Indian Turkey Lentil Soup
This lentil soup uses ground turkey with vegetables and tempered spices. Make this turkey lentil soup for a flavorful, comforting meal!
- 2 teaspoon vegetable oil
- 1 lb ground turkey or other ground/minced meat
- 1 teaspoon kosher salt
- 1 tablespoon ghee or clarified butter or vegetable oil
- 1 medium red onion diced
- 1 large carrot peeled and diced
- 3 stalks celery chopped
- 4 cloves garlic crushed and chopped
- 1 tablespoon minced fresh ginger or ginger paste
- 2 Roma tomatoes diced
- 1 serrano chile finely diced
- 1 cup dried red lentils (See Note 1)
- 4 cups chicken stock
Tadka - Spice Tempering
- 2 tablespoon ghee or clarified butter or vegetable oil
- 2 kashmeri chiles broken in pieces
- 1 teaspoon cumin seeds
- ½ teaspoon black mustard seeds
- ½ teaspoon mustard seeds
- ½ teaspoon turmeric powder
- ½ teaspoon paprika
Add 2 tsp. oil to a preheated skillet over medium-high heat. When oil is hot, add and brown ground turkey and kosher salt until meat is no longer pink. Set pan of turkey aside.
Preheat dutch oven or stock pot over medium heat. When pot is hot, add oil and sauté the onion, carrot and celery for 6 minutes. Add garlic and ginger. Stir to combine and continue to cook for 2 minutes, being careful not to burn the garlic
Add the Roma tomatoes, Serrano chili, lentils and chicken stock. Stir and simmer covered for 30 minutes.
In a small bowl, combine cumin and mustard seeds. In another bowl, combine the spice powders.

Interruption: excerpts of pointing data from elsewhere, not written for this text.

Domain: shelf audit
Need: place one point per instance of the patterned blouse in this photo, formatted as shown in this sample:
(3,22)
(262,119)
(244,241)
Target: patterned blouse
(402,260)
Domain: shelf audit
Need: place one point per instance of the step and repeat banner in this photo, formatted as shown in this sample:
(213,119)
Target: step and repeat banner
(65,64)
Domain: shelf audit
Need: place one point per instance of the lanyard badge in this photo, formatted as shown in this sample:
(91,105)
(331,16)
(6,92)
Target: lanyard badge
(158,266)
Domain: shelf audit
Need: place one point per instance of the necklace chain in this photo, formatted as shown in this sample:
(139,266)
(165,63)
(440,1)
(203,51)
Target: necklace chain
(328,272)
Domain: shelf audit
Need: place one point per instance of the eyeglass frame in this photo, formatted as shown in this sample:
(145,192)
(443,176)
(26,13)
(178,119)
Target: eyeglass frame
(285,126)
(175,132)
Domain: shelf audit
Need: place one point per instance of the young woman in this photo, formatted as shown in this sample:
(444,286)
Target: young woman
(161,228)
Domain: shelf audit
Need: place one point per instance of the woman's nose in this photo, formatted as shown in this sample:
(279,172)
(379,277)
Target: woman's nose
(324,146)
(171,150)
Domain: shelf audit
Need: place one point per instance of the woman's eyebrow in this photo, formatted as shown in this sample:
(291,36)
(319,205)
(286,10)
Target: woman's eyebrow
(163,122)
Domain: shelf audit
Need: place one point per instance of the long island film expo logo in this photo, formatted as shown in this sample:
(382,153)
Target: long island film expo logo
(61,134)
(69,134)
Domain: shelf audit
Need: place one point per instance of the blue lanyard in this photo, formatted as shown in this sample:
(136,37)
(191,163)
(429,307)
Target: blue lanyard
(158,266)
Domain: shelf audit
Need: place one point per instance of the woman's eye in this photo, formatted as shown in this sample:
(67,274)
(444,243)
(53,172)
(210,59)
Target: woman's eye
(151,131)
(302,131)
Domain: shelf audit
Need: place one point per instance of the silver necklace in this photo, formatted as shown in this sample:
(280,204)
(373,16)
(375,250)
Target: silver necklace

Have all of your spices ready because this will move quickly.
In a sauté pan, heat oil over medium heat. Once oil is shimmering, add chiles, cumin and mustard seeds (be careful as this splatters in the hot oil ). Add turmeric and paprika spices. They should sizzle and bubble a little, that's the spices blooming, and it's exactly what you want. Do not burn them, cook 10 seconds tops as you shake the pan back and forth slightly. Pour into a dish and set aside.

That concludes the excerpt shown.